En los sesenta el fotolibro tuvo un impulso particular debido a “una combinación de las tensiones del arte contemporáneo pop/conceptual/minimalista y la sensibilidad del procedimiento inspirado por John Cage, el cual conoció la mentalidad Fluxus creando un impulso explosivo hacia la democratización de la experiencia artística. La idea de crear un trabajo que fuera directamente al mundo en lugar de una galería se convirtió en una idea poderosa, al igual que las posibilidades de ser capaz de crear múltiplos –entonces una nueva palabra que lleva a todo un conjunto de asociaciones potentes que no tenía nada que ver con la irritabilidad de las ediciones de impresión fina–” (Drucker 2009: 8).
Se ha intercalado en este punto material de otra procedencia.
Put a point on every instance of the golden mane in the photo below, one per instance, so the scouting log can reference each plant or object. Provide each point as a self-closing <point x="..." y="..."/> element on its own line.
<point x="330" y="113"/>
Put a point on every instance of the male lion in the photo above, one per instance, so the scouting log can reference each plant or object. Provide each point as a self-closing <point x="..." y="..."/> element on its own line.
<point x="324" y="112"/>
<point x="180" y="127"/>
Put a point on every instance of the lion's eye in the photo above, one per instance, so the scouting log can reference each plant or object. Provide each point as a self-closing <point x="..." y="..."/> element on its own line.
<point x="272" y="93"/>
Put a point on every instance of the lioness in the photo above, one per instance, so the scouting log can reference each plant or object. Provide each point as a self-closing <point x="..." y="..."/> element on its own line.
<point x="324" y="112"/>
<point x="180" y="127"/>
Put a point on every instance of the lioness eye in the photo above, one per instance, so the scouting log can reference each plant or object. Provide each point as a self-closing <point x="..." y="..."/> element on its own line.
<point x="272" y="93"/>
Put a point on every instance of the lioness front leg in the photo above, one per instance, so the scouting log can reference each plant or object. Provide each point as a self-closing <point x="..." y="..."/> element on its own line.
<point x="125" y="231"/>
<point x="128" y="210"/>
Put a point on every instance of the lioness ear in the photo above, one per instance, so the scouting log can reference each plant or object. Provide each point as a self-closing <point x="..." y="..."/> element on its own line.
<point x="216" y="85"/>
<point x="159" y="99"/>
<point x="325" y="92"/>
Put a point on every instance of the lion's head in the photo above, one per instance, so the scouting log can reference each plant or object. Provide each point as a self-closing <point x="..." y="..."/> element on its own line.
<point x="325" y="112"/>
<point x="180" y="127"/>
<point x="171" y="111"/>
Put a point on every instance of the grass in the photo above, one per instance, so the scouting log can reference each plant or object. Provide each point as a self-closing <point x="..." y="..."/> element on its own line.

Y es aquí donde el concepto de múltiplos enfatiza el potencial del fotolibro y su controversia como objeto de arte, pues fue capaz de llegar a un mayor número de personas sin limitaciones de espacio y tiempo y, aún así, ofrecer una experiencia estética relevante. El concepto publicado por Walter Benjamin en 1936, recobra auge en su ensayo La obra de arte en la época de su reproductibilidad técnica donde mencionó:
Incluso en la reproducción mejor acabada falta algo: el aquí y ahora de la obra de arte, su existencia irrepetible en el lugar en el que se encuentra […] el aquí y ahora del original constituye el concepto de su autenticidad […]Cara a la reproducción manual, que normalmente es catalogada como falsificación, lo auténtico conserva su autoridad plena, mientras no ocurre lo mismo cara a la reproducción técnica. La razón es doble. En primer lugar, la reproducción técnica se acredita como más independiente que la manual respecto del original. En la fotografía, por ejemplo, pueden resaltar aspectos del original accesibles únicamente a una lente manejada a propio antojo con el fin de seleccionar diversos puntos de vista, inaccesibles en cambio para el ojo humano […] Además, puede poner la copia del original en situaciones inasequibles para éste. Sobre todo le posibilita salir al encuentro de su destinatario. (Benjamin 1989: 21-22)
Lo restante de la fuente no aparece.